Since 1959, scientists have been tracking a colony of wandering albatrosses on Possession Island, in the southern Indian Ocean's Crozet archipelago.
"We put a stainless ring on the leg with a number," marine biologist and study co-author Stephanie Jenouvrier told AFP.
"Because they're not really scared we can approach very slowly and we can read the number," she added, saying it allowed the team to "reconstruct the entire history of these birds".
Sun said the birds "breed every two years because they take a whole year to rear their chick and it's super energy-consuming, so they take a one-year sabbatical after to recover and they do not spend that time together".
- Shy guys finish last -
Over more than a decade, the researchers measured the boldness of nearly 2,000 birds by observing how they respond to a human approaching their nest.
They found that shyer male albatrosses were up to twice as likely to get divorced than their bolder rivals -- but no difference was found in females.
"We show for the first time the link between personality and divorce in a wild species, thanks to probably the best dataset in the world," Sun said.
Wandering albatrosses have "elaborate courtship processes", the study said, as the birds raise up their wings, squawk and generally dance around.
Sometimes during the process, a pushy outsider male couple tries to cut in. That is when the shyer males avoid confrontation -- and accept divorce.
However there are other factors affecting divorce rates, the researchers said.
There are more male than female albatrosses, because females tend to forage in areas where they are more likely to get caught up in fishing lines.
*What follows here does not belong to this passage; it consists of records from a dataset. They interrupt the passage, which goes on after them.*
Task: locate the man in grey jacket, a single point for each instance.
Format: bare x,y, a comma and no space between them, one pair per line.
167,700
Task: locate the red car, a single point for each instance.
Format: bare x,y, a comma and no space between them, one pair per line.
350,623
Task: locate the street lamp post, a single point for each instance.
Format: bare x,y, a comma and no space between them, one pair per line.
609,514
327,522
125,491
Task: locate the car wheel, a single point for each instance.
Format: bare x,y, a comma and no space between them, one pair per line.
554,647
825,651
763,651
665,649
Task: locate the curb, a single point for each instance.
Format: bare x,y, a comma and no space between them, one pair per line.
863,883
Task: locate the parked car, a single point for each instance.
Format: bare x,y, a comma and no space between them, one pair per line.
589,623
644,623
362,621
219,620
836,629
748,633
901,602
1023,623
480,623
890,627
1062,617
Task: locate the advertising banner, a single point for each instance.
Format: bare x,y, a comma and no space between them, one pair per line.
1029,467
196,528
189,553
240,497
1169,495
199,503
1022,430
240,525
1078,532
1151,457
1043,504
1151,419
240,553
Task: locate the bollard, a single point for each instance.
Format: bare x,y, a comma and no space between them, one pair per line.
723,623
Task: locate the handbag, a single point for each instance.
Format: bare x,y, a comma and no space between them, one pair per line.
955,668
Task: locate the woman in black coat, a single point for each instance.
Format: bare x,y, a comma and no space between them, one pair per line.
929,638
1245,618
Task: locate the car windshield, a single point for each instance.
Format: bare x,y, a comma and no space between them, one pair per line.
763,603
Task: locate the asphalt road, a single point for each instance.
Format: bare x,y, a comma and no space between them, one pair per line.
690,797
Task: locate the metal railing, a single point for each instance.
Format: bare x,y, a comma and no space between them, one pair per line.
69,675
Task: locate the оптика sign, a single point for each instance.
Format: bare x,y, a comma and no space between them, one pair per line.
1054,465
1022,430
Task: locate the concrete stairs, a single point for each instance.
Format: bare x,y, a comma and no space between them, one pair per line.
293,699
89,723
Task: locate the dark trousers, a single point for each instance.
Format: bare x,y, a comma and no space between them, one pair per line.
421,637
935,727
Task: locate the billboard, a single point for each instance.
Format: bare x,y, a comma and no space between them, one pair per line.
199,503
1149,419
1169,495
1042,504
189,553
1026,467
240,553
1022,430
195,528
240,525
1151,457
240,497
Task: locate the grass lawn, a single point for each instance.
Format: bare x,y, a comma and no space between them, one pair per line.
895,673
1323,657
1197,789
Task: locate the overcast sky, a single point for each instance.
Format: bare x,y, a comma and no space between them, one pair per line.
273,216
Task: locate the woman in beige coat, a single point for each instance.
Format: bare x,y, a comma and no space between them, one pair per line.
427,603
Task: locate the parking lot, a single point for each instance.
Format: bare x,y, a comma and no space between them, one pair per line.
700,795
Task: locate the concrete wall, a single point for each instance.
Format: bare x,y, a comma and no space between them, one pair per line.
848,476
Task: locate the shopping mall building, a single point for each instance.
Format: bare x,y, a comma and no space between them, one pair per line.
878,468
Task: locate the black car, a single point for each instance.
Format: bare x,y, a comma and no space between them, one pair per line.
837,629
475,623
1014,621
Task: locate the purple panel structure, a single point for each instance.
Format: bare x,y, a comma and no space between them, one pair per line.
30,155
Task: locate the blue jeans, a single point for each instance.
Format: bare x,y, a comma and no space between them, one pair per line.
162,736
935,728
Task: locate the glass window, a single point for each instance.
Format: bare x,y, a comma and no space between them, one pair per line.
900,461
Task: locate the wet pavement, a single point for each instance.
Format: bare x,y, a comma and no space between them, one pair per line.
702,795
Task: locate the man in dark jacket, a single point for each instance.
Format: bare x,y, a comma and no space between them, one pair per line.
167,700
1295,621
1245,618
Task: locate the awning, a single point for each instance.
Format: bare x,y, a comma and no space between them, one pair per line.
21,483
The surplus of males means that females quickly find a new mate, but it can take males more than four years, the study found.
Also, "individuals that are in a long-term relationship are less likely to divorce than the ones that are new to each other," Jenouvrier said.
Last year research indicated that climate change could also be driving albatrosses to divorce, as the birds have to travel farther to find decreasing numbers of fish.